Homéopathie



Méthode thérapeutique consistant à prescrire à un malade, sous une forme fortement diluée et dynamisée, une substance capable de produire des troubles semblables à ceux qu'il présente.

HISTORIQUE
L'homéopathie a été découverte et codifiée par Christian Friedrich Samuel Hahnemann. En 1790, ce médecin allemand est intrigué par d'apparentes contradictions concernant l'action du quinquina, couramment prescrit dans le traitement des fièvres périodiques. Après avoir effectué sur lui-même une expérimentation, il écrit : « Les substances qui provoquent une sorte de fièvre coupent les diverses variétés de fièvre intermittente. » Aidé de ses premiers élèves, Hahnemann affine, enrichit et met au point sa méthode ; il publie en 1810 l'Organon de l'art de guérir, exposé de la théorie homéopathique.

PRINCIPES
Le principe fondamental de l'homéopathie tient au fait que toute substance capable de provoquer chez un individu sain un certain nombre de symptômes est susceptible de guérir un sujet malade présentant un ensemble de symptômes semblables. Face à un germe microbien, contrairement à l'allopathie, qui cherche à juguler l'action de l'agent agresseur, l'homéopathie cherche à stimuler les réactions de défense de l'organisme agressé afin que celui-ci puisse lutter contre l'agent pathogène dans les limites de ses possibilités. Ainsi, le traitement des signes cliniques provoqués par une piqûre d'abeille (œdème, brûlure, etc.) fera appel à Apis mellifica, remède homéopathique préparé à partir du corps entier de l'abeille.

Le second principe de l'homéopathie consiste à diminuer progressivement la dose d'une substance médicamenteuse jusqu'aux doses infinitésimales dans le dessein de renforcer la sphère d'action de celle-ci tout en diminuant ses effets toxiques. Le médicament homéopathique se prépare à partir de principes actifs d'origine minérale, animale ou végétale. Il s'obtient après une série de dilutions et d'agitations (dynamisation). Les médicaments se présentent sous la forme soit de solutions, soit de granules, soit de globules à base de lactose ou de saccharose, imprégnés de la substance active et administrés par voie perlinguale (placés sous la langue pour être résorbés par la muqueuse linguale) en prises plus ou moins répétitives. Toutes ces préparations peuvent être établies à des degrés de dilution variés.

INDICATIONS
L'homéopathie est surtout indiquée en cas de maladie fonctionnelle (due au mauvais fonctionnement d'un organe, sans lésion de la structure de celui-ci). Elle est notamment utilisée dans les affections où les causes psychologiques ou psychosomatiques sont prédominantes ou importantes. Dans les autres cas, on n'y a recours que si le malade ne peut bénéficier d'un traitement plus efficace (chirurgie, antibiotiques, etc.) et si l'affection n'est pas trop grave : eczéma, asthme, spasmophilie, colite, anxiété, insomnie, maux de tête, douleurs articulaires. En revanche, les urgences (infarctus), les affections graves (cancer, sclérose en plaques), dues à la défaillance d'un organe ou d'un système (diabète) ou pour lesquelles il existe un traitement moderne réputé efficace, ne doivent pas faire l'objet d'un traitement homéopathique.

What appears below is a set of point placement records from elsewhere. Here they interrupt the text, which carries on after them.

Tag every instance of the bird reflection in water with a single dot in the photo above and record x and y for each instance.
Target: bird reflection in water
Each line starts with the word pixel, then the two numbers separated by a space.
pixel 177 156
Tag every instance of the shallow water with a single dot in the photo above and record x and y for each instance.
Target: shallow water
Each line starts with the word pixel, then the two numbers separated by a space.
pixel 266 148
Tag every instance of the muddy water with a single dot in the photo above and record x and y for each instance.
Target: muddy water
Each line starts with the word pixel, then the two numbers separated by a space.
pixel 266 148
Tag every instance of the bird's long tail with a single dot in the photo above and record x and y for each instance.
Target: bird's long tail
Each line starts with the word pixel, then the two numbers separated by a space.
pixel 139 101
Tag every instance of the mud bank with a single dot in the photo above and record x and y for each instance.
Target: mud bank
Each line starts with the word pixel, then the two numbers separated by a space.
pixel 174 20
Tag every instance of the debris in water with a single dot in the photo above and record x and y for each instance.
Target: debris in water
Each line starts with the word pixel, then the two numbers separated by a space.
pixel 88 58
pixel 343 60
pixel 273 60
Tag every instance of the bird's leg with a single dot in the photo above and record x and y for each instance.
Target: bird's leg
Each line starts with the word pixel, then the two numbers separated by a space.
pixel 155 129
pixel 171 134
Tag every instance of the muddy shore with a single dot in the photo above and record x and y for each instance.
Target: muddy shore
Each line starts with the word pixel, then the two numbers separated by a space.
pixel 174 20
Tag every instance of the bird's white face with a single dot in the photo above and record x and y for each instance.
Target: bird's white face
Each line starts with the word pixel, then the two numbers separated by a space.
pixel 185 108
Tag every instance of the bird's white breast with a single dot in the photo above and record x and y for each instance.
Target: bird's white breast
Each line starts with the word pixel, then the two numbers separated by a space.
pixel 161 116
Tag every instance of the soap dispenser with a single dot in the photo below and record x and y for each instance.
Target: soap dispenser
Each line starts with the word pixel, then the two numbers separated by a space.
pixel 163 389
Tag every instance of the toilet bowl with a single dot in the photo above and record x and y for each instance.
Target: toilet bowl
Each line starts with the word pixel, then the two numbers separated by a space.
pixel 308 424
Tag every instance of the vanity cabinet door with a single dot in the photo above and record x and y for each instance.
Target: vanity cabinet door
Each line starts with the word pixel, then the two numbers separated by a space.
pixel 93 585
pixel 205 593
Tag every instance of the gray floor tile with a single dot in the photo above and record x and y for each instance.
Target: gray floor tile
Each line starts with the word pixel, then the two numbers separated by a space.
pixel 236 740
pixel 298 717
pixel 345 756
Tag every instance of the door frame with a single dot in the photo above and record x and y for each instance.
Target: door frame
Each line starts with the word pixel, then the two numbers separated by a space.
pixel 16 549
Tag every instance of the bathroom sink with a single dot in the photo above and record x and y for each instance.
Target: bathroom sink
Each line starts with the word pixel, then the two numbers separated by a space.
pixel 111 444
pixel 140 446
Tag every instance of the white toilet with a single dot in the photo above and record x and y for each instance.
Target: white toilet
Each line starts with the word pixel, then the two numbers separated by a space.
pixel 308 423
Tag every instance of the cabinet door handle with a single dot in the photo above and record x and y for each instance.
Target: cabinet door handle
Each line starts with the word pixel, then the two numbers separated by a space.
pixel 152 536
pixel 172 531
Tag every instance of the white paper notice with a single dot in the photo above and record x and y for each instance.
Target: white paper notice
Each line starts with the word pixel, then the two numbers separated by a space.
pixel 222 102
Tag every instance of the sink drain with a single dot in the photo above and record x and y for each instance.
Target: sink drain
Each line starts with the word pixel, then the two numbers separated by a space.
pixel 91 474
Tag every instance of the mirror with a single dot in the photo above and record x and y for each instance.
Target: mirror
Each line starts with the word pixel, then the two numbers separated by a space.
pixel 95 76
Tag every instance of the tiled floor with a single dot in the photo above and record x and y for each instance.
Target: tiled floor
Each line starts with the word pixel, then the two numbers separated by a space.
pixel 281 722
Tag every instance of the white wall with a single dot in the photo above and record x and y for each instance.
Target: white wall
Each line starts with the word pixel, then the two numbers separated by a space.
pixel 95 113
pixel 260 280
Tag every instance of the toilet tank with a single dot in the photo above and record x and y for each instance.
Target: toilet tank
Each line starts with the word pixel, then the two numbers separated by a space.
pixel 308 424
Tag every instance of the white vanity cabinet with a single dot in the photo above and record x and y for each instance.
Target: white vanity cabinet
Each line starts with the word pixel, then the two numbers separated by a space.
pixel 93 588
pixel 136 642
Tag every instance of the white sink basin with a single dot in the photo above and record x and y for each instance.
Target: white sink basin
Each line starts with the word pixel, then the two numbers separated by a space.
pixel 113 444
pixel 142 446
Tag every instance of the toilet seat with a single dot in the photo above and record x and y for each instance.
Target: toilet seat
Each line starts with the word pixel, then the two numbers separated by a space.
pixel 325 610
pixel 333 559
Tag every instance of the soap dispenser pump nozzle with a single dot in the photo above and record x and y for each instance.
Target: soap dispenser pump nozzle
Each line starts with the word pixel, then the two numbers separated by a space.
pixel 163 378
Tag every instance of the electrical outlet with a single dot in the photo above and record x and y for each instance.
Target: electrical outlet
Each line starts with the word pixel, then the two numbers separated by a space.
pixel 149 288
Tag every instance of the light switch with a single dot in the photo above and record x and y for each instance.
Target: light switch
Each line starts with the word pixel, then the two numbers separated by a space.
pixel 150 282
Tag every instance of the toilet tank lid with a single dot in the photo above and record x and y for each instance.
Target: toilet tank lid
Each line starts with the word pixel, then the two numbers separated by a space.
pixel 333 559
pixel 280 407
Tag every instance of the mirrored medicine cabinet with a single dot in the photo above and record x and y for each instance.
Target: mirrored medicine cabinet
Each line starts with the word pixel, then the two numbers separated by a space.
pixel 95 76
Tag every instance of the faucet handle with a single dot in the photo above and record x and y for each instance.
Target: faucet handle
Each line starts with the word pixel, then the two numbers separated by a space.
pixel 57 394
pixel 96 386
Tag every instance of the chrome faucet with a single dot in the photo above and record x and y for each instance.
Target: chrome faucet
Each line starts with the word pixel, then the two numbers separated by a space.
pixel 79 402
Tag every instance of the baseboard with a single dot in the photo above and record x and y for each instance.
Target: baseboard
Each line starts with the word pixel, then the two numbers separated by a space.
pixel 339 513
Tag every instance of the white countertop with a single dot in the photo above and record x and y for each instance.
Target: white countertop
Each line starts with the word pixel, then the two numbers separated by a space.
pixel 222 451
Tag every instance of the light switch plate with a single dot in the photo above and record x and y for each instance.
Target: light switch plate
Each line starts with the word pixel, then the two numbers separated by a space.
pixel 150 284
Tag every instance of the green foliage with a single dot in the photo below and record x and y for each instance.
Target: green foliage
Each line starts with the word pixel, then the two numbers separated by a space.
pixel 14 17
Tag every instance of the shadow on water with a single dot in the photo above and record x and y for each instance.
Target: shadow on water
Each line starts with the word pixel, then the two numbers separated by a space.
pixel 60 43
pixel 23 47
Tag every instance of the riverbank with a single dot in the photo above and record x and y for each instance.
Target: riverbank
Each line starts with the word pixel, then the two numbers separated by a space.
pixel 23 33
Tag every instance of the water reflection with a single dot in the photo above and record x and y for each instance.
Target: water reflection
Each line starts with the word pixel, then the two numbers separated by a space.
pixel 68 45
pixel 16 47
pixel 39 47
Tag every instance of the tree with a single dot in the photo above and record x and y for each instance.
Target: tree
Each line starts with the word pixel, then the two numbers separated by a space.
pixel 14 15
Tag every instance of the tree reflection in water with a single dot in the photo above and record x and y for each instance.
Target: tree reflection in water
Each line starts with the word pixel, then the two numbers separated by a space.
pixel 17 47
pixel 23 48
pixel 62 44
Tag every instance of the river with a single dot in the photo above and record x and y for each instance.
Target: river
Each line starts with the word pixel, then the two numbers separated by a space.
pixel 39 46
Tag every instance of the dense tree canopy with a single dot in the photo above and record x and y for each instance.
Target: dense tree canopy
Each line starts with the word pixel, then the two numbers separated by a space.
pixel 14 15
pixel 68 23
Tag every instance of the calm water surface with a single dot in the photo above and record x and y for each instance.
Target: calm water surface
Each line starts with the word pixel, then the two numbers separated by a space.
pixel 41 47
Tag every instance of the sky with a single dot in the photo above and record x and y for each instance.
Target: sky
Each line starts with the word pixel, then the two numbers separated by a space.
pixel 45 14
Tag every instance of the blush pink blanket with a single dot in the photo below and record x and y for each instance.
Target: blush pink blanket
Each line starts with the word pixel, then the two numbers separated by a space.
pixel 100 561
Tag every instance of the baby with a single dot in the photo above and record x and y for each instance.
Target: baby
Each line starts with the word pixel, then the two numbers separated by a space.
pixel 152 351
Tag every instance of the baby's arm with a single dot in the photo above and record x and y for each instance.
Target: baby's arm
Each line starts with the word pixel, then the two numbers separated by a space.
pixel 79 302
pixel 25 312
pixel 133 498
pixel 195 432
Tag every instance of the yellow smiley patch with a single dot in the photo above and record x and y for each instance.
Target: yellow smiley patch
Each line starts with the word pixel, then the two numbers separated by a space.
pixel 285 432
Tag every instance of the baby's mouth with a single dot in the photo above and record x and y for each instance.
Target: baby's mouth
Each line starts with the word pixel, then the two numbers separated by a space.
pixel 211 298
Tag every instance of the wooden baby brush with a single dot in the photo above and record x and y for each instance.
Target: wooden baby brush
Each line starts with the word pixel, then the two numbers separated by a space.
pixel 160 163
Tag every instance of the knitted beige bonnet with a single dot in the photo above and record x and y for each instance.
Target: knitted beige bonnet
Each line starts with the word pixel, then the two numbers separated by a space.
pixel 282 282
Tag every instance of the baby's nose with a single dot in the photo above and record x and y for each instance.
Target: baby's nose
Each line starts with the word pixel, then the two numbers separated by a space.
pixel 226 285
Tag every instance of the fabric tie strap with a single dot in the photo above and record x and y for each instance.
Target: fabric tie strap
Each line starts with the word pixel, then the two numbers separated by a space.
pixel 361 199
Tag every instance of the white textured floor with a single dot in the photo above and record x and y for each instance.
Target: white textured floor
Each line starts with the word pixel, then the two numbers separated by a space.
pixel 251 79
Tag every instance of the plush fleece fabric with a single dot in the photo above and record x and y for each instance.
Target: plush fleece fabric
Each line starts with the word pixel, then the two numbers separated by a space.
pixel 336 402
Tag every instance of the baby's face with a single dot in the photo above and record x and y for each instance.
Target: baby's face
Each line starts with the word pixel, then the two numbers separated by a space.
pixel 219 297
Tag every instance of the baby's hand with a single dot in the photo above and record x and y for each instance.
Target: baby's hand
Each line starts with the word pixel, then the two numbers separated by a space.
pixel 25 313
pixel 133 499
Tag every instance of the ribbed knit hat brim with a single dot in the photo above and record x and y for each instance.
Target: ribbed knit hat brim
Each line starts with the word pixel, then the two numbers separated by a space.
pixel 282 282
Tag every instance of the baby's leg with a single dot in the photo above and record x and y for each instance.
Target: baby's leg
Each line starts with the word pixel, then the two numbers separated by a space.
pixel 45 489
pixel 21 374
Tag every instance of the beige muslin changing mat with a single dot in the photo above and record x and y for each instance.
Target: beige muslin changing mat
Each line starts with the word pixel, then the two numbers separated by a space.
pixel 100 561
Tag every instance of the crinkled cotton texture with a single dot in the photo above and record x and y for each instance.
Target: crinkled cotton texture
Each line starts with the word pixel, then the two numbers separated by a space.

Un traitement par homéopathie ne doit, de toute façon, jamais faire arrêter sans avis médical un traitement non homéopathique antérieur. En outre, les tenants de la médecine classique s'interrogent sur la présence matérielle, dans les dilutions utilisées, de la moindre quantité de substance capable d'exercer une action véritable.

PRATIQUE
Elle débute par un entretien méticuleux visant à apprécier les signes cliniques et le contexte de leur apparition, la morphologie du patient, son comportement général (tempérament extraverti ou introverti, agitation, colère, prostration), ses désirs et ses aversions, etc. L'homéopathie ne nécessite pas de diagnostic au sens strict du terme puisque le médicament est choisi pour un ensemble de symptômes et non pour une maladie spécifique.